JOURNEYS FOR TRANSFORMING ECOSOCIAL LEADERSHIP
STUDENT GUIDEBOOK
Journeys for Transforming Ecosocial Leadership: Student Guidebook is a textbook/student workbook that is suitable for a wide range of coursework in the areas of leadership, sustainability, environmental and social justice, peace studies, personal growth and social change. The guidebook is intended for a semester or year-long elective for upper class high school students through university graduate students and uses Ecosocial Literacy and Deep Ecology as central organizing and pedagogical models.
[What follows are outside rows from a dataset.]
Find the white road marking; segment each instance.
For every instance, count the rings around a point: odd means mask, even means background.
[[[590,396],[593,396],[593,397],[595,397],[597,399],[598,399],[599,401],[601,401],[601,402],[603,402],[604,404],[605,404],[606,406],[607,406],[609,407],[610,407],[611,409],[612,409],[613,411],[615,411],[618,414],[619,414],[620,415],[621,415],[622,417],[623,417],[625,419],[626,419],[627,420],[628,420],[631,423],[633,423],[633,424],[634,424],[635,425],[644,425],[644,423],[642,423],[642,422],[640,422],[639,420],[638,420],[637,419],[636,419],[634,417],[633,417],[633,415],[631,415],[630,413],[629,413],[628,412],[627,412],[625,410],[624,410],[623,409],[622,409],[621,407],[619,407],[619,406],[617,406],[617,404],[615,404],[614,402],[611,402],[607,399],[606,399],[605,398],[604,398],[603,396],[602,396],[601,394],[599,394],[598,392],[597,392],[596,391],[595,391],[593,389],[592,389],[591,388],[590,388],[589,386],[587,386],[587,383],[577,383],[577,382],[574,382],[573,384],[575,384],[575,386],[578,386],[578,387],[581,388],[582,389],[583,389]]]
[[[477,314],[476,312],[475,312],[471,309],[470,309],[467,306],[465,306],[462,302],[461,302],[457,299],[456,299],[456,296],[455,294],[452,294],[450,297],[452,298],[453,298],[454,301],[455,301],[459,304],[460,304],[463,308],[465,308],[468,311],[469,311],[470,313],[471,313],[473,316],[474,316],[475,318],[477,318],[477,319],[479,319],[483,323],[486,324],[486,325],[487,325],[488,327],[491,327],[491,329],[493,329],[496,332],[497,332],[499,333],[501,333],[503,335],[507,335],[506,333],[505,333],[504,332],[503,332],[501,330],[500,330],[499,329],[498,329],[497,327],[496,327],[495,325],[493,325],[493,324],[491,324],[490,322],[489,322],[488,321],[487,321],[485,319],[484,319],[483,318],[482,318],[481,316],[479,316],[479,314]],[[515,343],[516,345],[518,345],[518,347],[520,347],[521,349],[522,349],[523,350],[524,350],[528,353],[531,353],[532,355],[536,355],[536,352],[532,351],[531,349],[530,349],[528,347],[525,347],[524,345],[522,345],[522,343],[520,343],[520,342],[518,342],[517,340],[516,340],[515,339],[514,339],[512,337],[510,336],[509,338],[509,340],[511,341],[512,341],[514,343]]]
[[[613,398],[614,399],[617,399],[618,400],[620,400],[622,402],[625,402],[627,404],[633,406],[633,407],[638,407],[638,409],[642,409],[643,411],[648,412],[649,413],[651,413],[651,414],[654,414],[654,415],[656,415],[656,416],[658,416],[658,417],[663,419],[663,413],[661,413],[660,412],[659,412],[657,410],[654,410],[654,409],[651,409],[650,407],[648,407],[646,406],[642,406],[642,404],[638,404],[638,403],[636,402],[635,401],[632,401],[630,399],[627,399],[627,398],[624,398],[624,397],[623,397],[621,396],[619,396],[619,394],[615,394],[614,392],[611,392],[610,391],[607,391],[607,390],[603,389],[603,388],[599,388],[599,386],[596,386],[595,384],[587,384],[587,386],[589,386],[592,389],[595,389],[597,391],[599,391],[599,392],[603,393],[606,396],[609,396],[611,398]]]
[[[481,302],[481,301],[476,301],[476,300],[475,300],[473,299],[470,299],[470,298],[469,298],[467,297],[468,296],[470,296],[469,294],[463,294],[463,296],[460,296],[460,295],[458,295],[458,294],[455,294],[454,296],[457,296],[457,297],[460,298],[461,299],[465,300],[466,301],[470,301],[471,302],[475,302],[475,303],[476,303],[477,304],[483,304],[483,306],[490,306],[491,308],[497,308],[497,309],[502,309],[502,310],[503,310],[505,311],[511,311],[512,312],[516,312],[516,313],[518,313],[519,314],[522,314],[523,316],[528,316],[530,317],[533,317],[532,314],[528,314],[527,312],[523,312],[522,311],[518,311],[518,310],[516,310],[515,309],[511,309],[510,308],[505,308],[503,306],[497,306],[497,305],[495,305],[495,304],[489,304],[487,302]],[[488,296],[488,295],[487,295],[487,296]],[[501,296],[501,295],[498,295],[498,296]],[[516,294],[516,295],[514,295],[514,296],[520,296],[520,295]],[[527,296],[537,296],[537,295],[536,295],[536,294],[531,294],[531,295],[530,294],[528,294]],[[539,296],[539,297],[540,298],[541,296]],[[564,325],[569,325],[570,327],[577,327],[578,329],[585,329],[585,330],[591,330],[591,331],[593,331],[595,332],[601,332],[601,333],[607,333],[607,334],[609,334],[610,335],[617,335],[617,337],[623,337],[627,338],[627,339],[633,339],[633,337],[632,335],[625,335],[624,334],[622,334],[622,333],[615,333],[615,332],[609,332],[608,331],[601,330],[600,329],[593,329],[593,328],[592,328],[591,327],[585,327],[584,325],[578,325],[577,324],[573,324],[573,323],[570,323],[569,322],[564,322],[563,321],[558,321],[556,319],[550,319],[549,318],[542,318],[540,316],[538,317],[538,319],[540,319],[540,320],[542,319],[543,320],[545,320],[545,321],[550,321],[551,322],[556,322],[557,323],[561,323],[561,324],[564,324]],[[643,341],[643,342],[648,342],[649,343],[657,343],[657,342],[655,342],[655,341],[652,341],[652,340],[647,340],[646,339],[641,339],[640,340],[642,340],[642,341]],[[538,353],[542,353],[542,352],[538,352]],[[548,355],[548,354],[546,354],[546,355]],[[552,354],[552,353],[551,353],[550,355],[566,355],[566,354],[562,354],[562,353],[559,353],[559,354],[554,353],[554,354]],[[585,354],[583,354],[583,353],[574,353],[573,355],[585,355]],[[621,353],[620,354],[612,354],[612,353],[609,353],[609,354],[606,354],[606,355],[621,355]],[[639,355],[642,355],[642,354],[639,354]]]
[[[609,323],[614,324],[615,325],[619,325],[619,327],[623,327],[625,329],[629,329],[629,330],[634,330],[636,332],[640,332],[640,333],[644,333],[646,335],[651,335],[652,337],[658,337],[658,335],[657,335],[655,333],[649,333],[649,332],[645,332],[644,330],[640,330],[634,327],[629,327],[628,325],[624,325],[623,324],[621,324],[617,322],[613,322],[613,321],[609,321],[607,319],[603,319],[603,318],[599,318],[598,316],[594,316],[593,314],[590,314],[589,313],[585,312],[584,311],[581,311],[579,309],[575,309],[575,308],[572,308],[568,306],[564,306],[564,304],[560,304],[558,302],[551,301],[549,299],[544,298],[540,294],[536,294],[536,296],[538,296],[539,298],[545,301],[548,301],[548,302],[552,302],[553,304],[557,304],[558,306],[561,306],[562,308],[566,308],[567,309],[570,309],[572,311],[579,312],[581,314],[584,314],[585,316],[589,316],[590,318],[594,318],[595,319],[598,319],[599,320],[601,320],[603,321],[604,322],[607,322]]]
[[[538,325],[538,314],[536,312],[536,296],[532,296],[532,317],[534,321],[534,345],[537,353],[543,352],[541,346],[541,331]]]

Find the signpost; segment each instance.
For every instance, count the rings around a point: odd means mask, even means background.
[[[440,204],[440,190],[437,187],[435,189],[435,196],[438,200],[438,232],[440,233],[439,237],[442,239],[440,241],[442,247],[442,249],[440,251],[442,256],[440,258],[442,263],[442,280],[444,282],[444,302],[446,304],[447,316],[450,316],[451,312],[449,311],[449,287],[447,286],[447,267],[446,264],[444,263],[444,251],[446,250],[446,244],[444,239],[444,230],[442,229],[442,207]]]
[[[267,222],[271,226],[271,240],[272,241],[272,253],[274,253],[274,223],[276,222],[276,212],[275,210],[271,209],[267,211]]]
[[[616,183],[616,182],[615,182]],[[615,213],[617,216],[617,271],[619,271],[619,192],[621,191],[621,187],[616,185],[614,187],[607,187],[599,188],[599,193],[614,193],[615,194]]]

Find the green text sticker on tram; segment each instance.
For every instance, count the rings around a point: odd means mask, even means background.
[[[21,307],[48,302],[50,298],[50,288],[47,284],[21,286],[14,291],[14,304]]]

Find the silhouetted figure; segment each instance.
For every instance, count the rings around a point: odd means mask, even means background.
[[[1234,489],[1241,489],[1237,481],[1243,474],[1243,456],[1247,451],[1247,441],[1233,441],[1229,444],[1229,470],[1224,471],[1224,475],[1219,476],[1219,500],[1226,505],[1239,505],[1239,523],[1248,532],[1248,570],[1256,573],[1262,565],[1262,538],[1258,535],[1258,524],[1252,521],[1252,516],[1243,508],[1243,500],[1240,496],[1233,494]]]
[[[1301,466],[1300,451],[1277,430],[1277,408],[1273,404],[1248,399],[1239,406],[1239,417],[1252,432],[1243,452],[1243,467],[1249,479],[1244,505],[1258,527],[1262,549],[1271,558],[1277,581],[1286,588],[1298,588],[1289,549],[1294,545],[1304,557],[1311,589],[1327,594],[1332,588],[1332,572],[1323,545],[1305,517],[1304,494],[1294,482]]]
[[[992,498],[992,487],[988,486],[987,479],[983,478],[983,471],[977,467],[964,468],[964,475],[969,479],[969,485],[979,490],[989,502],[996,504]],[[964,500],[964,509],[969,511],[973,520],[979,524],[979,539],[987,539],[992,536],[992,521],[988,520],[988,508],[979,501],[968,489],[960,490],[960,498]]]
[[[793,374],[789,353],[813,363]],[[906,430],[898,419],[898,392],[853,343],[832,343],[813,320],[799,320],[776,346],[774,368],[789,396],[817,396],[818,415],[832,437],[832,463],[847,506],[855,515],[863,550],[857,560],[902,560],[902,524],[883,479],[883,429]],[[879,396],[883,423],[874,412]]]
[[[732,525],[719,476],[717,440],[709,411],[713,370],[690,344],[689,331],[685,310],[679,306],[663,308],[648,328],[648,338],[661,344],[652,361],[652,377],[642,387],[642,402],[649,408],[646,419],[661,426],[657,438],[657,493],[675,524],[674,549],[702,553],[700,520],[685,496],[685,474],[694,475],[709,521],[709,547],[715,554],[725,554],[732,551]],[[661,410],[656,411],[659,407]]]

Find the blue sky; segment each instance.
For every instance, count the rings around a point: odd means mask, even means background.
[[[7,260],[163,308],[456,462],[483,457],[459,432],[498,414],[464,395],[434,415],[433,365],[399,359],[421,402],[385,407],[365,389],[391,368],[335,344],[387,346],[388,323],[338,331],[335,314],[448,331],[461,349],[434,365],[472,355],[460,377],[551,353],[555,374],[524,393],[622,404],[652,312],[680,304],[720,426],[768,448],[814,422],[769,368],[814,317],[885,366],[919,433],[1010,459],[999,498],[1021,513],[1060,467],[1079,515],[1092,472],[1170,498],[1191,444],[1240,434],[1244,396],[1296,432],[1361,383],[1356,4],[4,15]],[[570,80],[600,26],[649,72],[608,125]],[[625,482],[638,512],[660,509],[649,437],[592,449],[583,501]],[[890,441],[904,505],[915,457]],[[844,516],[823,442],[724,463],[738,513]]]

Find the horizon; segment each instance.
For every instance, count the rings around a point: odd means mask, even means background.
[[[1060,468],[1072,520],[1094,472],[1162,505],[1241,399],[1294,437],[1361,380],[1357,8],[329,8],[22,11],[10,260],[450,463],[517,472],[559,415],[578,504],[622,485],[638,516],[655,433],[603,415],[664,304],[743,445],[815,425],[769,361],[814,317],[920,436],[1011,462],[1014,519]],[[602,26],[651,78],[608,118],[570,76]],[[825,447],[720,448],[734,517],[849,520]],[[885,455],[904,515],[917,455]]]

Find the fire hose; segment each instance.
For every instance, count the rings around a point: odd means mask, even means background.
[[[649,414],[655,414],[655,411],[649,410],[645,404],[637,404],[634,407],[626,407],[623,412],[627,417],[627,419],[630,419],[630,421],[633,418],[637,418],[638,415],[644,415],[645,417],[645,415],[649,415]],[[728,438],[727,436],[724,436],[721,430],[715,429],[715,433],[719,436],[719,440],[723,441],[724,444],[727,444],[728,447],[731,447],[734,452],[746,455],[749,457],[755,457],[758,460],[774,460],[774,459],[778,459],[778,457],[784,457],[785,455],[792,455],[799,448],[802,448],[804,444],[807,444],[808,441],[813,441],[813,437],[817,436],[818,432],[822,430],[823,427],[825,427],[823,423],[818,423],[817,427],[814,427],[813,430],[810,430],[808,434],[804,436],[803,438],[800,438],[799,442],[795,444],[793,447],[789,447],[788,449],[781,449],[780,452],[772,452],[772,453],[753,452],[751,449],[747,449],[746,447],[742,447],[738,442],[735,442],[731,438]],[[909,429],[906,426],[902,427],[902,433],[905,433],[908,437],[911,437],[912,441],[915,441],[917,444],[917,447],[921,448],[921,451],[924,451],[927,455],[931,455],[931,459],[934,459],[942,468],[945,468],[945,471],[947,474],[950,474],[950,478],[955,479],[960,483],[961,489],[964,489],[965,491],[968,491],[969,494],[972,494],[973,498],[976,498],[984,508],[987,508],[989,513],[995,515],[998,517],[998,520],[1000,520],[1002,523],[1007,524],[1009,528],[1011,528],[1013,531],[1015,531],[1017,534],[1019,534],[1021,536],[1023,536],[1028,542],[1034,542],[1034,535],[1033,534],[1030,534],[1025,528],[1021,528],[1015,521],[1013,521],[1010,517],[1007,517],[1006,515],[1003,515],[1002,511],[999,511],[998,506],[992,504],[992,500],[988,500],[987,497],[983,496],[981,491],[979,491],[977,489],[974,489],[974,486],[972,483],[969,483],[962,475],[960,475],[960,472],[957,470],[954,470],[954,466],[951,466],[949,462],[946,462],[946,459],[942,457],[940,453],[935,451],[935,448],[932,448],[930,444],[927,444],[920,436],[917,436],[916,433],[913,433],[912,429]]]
The material that students explore in the course is transdisciplinary connecting a wide range of disciplines from cosmology and astronomy to ecology, palaeogeology, neurobiology, indigenous wisdom, creativity and co-creative dialogue. Further, every aspect of the course informs and deepens every other – everything is interconnected – and nothing is intended to stand alone. The course uses the metaphor of a journey. As a result, traditional “chapters” are replaced by “destinations” to emphasize flexibility in sequencing as well as the all-important process of personal transformation, which often requires a process of journeying. While there is a typical sequence, by drawing on their own order of destinations, instructors are able to tailor the material to match their specific needs and areas of expertise or emphasis.
– Chris Zorn – Author
CONCEPT
The design concept is based off of the art of lauhala weaving. The Hawaiian word “lau” directly translates to leaf and lauhala means leaves of the Hala tree. The Hala tree provided bountiful resources for Hawaiians, playing an important role in cultural growth.
Lauhala weaving has been a long-standing traditional art practice passed on for many generations. It not only shares and preserves the knowledge and history of the practice, but allows future weavers to develop their own unique style, continuing to expand and spread the custom.
Applying the definition of interconnectedness, I used the art of lauhala to “weave” the different parts of nature together.
Geometric and abstract forms of nature substitute the lauhala pattern, and the use of location points indicate the different destinations of the journey. Just as weavers will tell stories from their ancestors and masters, they will take those experiences and tell their own unique tales.